Junqi

Introduction

This project is on the game of Junqi, otherwise known as Army Chess, a popular board game from China. The ultimate goal is to construct a deep reinforcement learning (DRL) model that can play the game to a satisfactory level. The premise of the game of Junqi is simple: a 5x13 board, pieces with different ranks, with higher ranks being able to take lower ranks, and bombs that take all ranks. The goal is to reach the other player’s flag, located at the other end of the board. More nuances are presented with the fact that the opponent’s board will be unobservable during the play, and that the starting position of pieces can be altered by each player. We anticipate that the game of Junqi will be a challenging objective for the DRL model, especially with incomplete-information states, variations in strategy, and delayed rewards. However, there is one important simplification we are going to make, which is the removal of the board creation portion of the game. We anticipate that the complicated, strategic nature of Junqi will be extremely challenging already, and adding this extra layer of complexity might make this project unrealistic for the scope of this course.

Methodology

This project will take reference from the existing open-spiel-junqi package to build the training environment. This package includes the smaller board variants beneficial for training, though we also provide our own implementation of the full board to train the final mode.

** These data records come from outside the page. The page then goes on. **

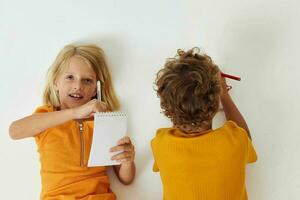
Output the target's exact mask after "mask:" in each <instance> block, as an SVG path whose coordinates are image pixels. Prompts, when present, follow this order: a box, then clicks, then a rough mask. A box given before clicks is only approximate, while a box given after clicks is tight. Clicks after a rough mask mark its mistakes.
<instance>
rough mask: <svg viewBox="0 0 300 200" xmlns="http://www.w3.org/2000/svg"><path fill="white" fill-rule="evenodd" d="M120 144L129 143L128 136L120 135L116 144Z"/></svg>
mask: <svg viewBox="0 0 300 200" xmlns="http://www.w3.org/2000/svg"><path fill="white" fill-rule="evenodd" d="M122 144H131V140H130V137H128V136H125V137H122V138H121V139H120V140H119V141H118V145H122Z"/></svg>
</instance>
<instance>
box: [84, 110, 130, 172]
mask: <svg viewBox="0 0 300 200" xmlns="http://www.w3.org/2000/svg"><path fill="white" fill-rule="evenodd" d="M126 132H127V116H126V114H125V113H124V112H103V113H96V114H95V115H94V133H93V140H92V146H91V151H90V156H89V161H88V166H89V167H95V166H109V165H119V164H120V163H119V162H117V161H114V160H111V157H112V156H113V155H115V154H118V153H120V152H113V153H112V152H110V151H109V150H110V148H111V147H114V146H116V145H117V142H118V140H120V139H121V138H122V137H124V136H125V135H126Z"/></svg>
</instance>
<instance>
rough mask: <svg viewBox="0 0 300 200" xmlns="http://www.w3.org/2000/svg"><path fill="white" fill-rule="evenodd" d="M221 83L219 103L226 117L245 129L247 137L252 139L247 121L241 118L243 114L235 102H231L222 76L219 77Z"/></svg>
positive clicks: (226, 85)
mask: <svg viewBox="0 0 300 200" xmlns="http://www.w3.org/2000/svg"><path fill="white" fill-rule="evenodd" d="M221 83H222V88H223V93H222V94H221V97H220V99H221V103H222V106H223V109H224V113H225V116H226V119H227V120H232V121H234V122H235V123H236V124H237V125H238V126H240V127H242V128H243V129H245V130H246V132H247V134H248V137H249V138H250V139H252V138H251V135H250V131H249V128H248V126H247V123H246V121H245V119H244V118H243V115H242V114H241V113H240V111H239V110H238V108H237V107H236V105H235V103H234V102H233V100H232V98H231V97H230V95H229V94H228V91H227V84H226V80H225V79H224V78H223V77H222V78H221Z"/></svg>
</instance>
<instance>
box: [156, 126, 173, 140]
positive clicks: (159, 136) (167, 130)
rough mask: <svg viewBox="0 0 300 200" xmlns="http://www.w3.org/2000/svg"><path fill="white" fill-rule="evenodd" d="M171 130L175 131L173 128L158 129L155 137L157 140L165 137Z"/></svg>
mask: <svg viewBox="0 0 300 200" xmlns="http://www.w3.org/2000/svg"><path fill="white" fill-rule="evenodd" d="M171 129H173V128H158V129H157V130H156V134H155V137H156V138H158V137H162V136H163V135H165V133H167V132H169V131H170V130H171Z"/></svg>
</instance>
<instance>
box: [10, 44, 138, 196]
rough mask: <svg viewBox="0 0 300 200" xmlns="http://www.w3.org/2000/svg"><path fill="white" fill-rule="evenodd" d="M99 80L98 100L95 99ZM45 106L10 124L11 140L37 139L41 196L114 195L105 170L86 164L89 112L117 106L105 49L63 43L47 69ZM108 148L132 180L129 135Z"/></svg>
mask: <svg viewBox="0 0 300 200" xmlns="http://www.w3.org/2000/svg"><path fill="white" fill-rule="evenodd" d="M98 80H99V81H100V82H101V86H102V88H101V94H102V95H101V97H102V99H101V100H97V99H96V98H95V96H96V91H97V89H96V83H97V81H98ZM43 104H44V105H42V106H40V107H38V108H37V109H36V110H35V112H34V114H32V115H29V116H27V117H24V118H22V119H19V120H17V121H14V122H13V123H12V124H11V125H10V128H9V134H10V136H11V138H13V139H22V138H27V137H34V138H35V141H36V144H37V147H38V152H39V155H40V162H41V179H42V192H41V199H42V200H50V199H51V200H52V199H76V200H77V199H80V200H87V199H88V200H104V199H105V200H114V199H116V195H115V194H114V193H113V192H112V191H111V189H110V185H109V180H108V176H107V174H106V168H105V167H104V166H103V167H88V166H87V161H88V156H89V151H90V147H91V140H92V134H93V114H94V113H96V112H105V111H115V110H117V109H118V108H119V104H118V100H117V98H116V95H115V93H114V90H113V87H112V81H111V76H110V73H109V70H108V67H107V64H106V61H105V57H104V52H103V50H102V49H101V48H99V47H97V46H95V45H73V44H71V45H67V46H65V47H64V48H63V49H62V50H61V51H60V52H59V54H58V56H57V57H56V59H55V61H54V63H53V64H52V66H51V67H50V68H49V71H48V74H47V82H46V87H45V90H44V95H43ZM111 151H121V152H122V153H119V154H117V155H115V156H113V157H112V159H113V160H118V161H120V162H121V164H120V165H118V166H116V167H114V170H115V173H116V175H117V177H118V178H119V180H120V181H121V182H122V183H124V184H130V183H131V182H132V181H133V179H134V176H135V164H134V155H135V151H134V146H133V144H132V143H131V141H130V138H129V137H124V138H121V139H120V140H119V141H118V142H117V144H116V146H115V147H112V148H111Z"/></svg>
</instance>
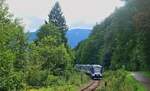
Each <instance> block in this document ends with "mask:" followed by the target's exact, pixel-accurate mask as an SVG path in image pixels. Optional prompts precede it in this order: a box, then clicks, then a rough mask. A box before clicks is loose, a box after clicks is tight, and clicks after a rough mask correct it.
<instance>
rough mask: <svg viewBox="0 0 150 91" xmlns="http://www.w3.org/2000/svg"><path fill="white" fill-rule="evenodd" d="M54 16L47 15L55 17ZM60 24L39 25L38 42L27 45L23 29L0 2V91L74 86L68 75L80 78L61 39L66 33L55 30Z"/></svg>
mask: <svg viewBox="0 0 150 91" xmlns="http://www.w3.org/2000/svg"><path fill="white" fill-rule="evenodd" d="M57 5H58V3H56V5H55V6H54V7H56V6H57ZM59 10H60V8H59ZM52 11H53V12H55V9H54V10H52ZM56 11H57V9H56ZM53 12H52V14H50V15H52V16H55V15H53V14H55V13H53ZM57 13H59V14H62V12H57ZM61 19H62V20H61ZM49 20H53V19H49ZM61 21H63V24H64V23H65V22H64V21H65V19H64V18H60V19H58V21H57V22H52V21H51V22H47V23H46V24H44V25H42V26H41V28H40V29H39V30H38V34H37V40H35V41H34V42H32V43H28V41H27V40H26V36H27V34H26V33H24V31H23V27H22V26H20V23H19V21H18V20H17V19H14V18H13V17H12V15H11V14H10V13H9V12H8V7H7V6H6V4H5V0H1V1H0V35H1V36H0V91H22V90H24V89H26V90H28V88H35V87H36V88H41V87H48V86H53V87H55V86H60V85H64V86H66V83H65V82H67V84H70V85H72V86H74V85H75V84H76V83H74V80H73V79H72V78H71V75H72V74H74V78H79V77H80V76H78V74H77V73H76V71H75V70H74V69H73V60H74V56H73V52H72V50H71V49H70V48H69V47H68V45H67V44H66V41H65V38H64V36H65V32H66V31H64V29H62V26H57V23H58V22H61ZM63 26H66V25H63ZM62 31H63V32H62ZM76 74H77V75H76ZM79 74H80V73H79ZM72 83H74V84H72ZM68 88H69V87H68ZM66 89H67V88H66Z"/></svg>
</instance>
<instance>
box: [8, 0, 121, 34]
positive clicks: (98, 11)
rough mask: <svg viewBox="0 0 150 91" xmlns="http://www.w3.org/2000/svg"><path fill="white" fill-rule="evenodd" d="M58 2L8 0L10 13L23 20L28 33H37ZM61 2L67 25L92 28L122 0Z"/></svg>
mask: <svg viewBox="0 0 150 91" xmlns="http://www.w3.org/2000/svg"><path fill="white" fill-rule="evenodd" d="M55 1H56V0H7V3H8V5H9V7H10V12H11V13H13V14H14V15H15V16H16V17H19V18H23V22H24V23H25V25H26V26H25V29H26V31H28V30H29V31H35V30H36V29H38V27H39V26H40V25H42V24H43V21H44V20H45V19H46V18H47V15H48V14H49V12H50V10H51V8H52V6H53V5H54V3H55ZM57 1H59V2H60V5H61V8H62V11H63V13H64V15H65V17H66V21H67V24H68V25H69V27H70V28H73V27H90V28H91V27H92V26H93V25H95V24H96V22H101V21H102V20H103V19H104V18H106V17H107V16H108V15H110V13H112V12H113V11H114V9H115V7H117V6H121V5H123V3H122V2H121V1H120V0H57Z"/></svg>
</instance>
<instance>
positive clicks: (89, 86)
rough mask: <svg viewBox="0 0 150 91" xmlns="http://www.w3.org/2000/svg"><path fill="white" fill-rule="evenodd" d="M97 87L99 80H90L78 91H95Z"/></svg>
mask: <svg viewBox="0 0 150 91" xmlns="http://www.w3.org/2000/svg"><path fill="white" fill-rule="evenodd" d="M99 85H100V81H99V80H92V81H91V82H90V83H89V84H88V85H87V86H85V87H84V88H82V89H81V90H80V91H95V90H96V88H97V87H98V86H99Z"/></svg>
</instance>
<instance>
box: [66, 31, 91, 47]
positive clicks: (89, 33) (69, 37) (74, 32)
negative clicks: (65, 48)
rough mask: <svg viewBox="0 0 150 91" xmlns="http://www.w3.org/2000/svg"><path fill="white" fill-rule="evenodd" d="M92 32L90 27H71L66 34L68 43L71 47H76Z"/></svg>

We will primarily investigate two algorithms to improve their effectiveness for Junqi: Deep Recurrent Q-Learning (DRQL) and Recurrent Proximal Policy Optimization (R-PPO). Both algorithms have been studied and proven to be effective tools for partially observable state spaces. Training of these models will be from self-play. Evaluation metrics will be win-rate-based, using the following (tentative) list of metrics: Self-play win rate: Evaluate against earlier checkpoints Baseline win rate: heuristic models, random models Alternate model win rate: DRQL vs. R-PPO models

Plan

Being still in the primitive stage of development, we aim to start with proof-of-concept, quick-to-train models. To this end, we will start development with a 3x8 board, where we have a significantly smaller state space and, consequently, shorter training time. 
After a successful proof-of-concept model has been created, we will compare different implementation details, evaluate its performance, and attempt to improve upon the existing structure. At the same time, time-consuming training on bigger boards will start, where we will be able to make progress towards the final, completed model for the full game of Junqi. 
If time allows, we will investigate the part of the game we excluded: board creation, which is likely going to be an extremely challenging task.